# Anybody?



## bobcycles (Jul 7, 2019)

JEEZ!!!!

http://rover.ebay.com/rover/1/711-5...0001&campid=5335809022&icep_item=333260423155


Bicycles are.....?     no idea what exactly is going on ...

200 BIN

wheel set is worth that!!


----------



## GTs58 (Jul 7, 2019)

seller says low reserve, so I'm thinking he made an error and you won't get that from him for 200 bucks. But I could be wrong. Maybe I should hit the BIN and wait for him to tell me he made an error.  lol


----------



## GTs58 (Jul 7, 2019)

After looking at his feedback on what he has sold and for what price, I'm sure he messed up his listing.


----------



## Saving Tempest (Jul 8, 2019)

That's nothing...I had to point out to an overseas seller that they MAY have meant $39.99 not $3399.00

It was an NOS speaker terminal pad for 1979-81 Pioneer stereos with blue fluorescent meters.

And I was correct.


----------



## saladshooter (Jul 8, 2019)

Price is Right I reckon. It's on the CABE...
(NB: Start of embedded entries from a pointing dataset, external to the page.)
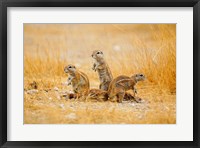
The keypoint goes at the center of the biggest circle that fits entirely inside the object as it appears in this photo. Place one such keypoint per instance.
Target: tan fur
(103, 70)
(78, 80)
(121, 84)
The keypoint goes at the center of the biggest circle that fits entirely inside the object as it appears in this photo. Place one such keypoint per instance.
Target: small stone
(62, 106)
(32, 91)
(58, 97)
(56, 88)
(132, 104)
(71, 116)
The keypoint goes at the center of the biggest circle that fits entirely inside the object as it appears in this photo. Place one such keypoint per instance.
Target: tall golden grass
(128, 49)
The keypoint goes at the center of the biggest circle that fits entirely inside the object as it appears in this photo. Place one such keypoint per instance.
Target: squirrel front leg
(95, 67)
(69, 80)
(134, 90)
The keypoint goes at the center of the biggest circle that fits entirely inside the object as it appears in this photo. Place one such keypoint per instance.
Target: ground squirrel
(100, 65)
(78, 80)
(121, 84)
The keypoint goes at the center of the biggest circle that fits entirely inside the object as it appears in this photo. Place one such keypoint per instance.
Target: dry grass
(128, 48)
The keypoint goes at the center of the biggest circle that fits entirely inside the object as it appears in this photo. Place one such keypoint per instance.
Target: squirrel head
(97, 54)
(138, 77)
(70, 69)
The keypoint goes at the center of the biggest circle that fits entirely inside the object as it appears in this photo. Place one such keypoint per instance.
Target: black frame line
(4, 4)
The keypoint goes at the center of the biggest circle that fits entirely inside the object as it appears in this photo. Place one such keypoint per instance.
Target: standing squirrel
(100, 65)
(78, 80)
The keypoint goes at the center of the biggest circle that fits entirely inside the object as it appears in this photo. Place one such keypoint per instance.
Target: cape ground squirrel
(100, 65)
(78, 80)
(121, 84)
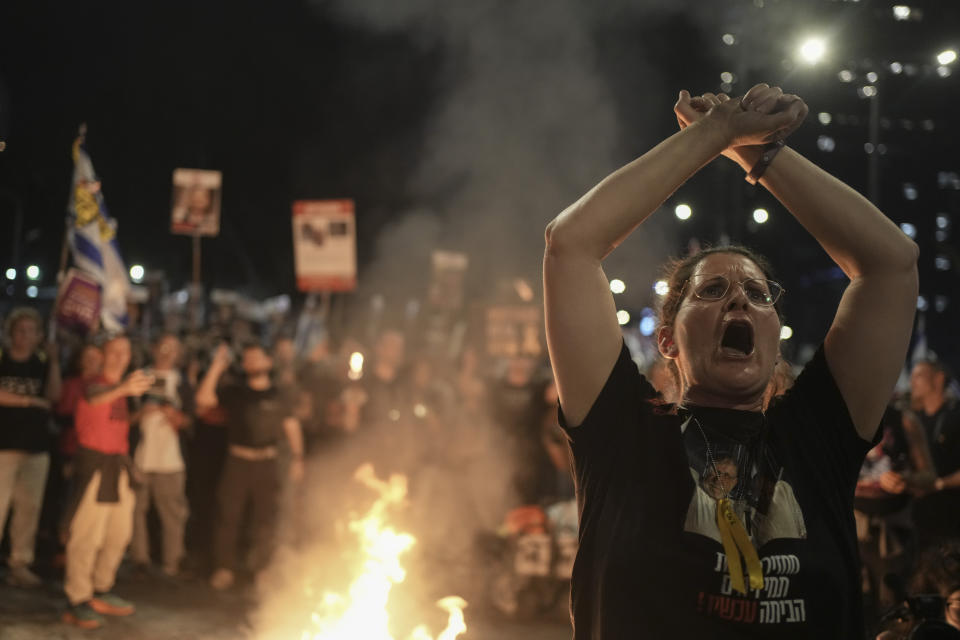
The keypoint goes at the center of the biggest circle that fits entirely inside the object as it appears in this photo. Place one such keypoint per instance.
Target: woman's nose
(737, 299)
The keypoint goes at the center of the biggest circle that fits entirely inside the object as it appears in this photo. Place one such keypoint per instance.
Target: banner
(325, 245)
(196, 202)
(78, 303)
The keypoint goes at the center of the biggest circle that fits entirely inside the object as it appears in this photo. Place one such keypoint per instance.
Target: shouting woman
(723, 517)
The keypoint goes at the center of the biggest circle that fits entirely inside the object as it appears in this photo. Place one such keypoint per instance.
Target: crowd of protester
(182, 453)
(153, 448)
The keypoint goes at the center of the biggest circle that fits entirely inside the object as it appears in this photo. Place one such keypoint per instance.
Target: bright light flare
(356, 366)
(812, 50)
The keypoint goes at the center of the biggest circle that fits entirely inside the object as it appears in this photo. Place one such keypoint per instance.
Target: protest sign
(196, 202)
(78, 303)
(325, 245)
(514, 331)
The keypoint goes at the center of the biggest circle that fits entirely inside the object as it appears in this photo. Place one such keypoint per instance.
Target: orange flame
(362, 614)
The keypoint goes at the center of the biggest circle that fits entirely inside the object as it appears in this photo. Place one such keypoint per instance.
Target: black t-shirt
(24, 428)
(255, 417)
(650, 562)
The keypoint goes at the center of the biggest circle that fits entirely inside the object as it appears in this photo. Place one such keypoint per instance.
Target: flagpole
(195, 298)
(65, 245)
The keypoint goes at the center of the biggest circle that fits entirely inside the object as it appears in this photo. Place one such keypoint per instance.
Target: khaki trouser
(167, 491)
(99, 535)
(23, 476)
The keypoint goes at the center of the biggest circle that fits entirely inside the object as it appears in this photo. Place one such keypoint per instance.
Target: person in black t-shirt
(936, 512)
(258, 416)
(29, 385)
(723, 516)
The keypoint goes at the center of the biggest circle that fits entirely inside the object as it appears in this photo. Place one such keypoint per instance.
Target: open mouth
(738, 337)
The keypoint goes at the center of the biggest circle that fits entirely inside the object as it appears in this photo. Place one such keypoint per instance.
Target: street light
(812, 50)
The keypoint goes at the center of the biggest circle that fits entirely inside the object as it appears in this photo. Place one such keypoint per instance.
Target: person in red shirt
(100, 512)
(89, 363)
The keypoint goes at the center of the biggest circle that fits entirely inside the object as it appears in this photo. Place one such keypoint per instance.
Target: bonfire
(361, 613)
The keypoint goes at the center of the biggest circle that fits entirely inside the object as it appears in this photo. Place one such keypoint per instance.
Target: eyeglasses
(760, 292)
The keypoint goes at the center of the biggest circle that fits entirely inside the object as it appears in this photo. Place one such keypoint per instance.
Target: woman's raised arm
(867, 342)
(583, 335)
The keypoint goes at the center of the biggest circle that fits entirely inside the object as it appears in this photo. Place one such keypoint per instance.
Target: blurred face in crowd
(391, 348)
(25, 335)
(256, 362)
(166, 352)
(116, 358)
(91, 361)
(283, 352)
(925, 382)
(952, 612)
(422, 374)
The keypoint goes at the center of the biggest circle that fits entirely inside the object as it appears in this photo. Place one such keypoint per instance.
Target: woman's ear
(666, 345)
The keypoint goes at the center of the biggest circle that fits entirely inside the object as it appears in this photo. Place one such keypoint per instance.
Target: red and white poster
(325, 245)
(196, 202)
(78, 303)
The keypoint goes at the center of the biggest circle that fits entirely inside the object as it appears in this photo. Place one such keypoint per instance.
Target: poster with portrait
(325, 245)
(77, 308)
(514, 331)
(196, 202)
https://thecabe.com/forum/threads/shelby-flying-cloud-225.154628/


----------



## spitshineschwinn (Jul 8, 2019)

For the record, just what exactly is meant by "house paint"?


----------



## Euphman06 (Jul 9, 2019)

House paint.. meaning unprofessionally painted by someone. Not original paint anymore. You can tell by the painted over rivets on the fenders


----------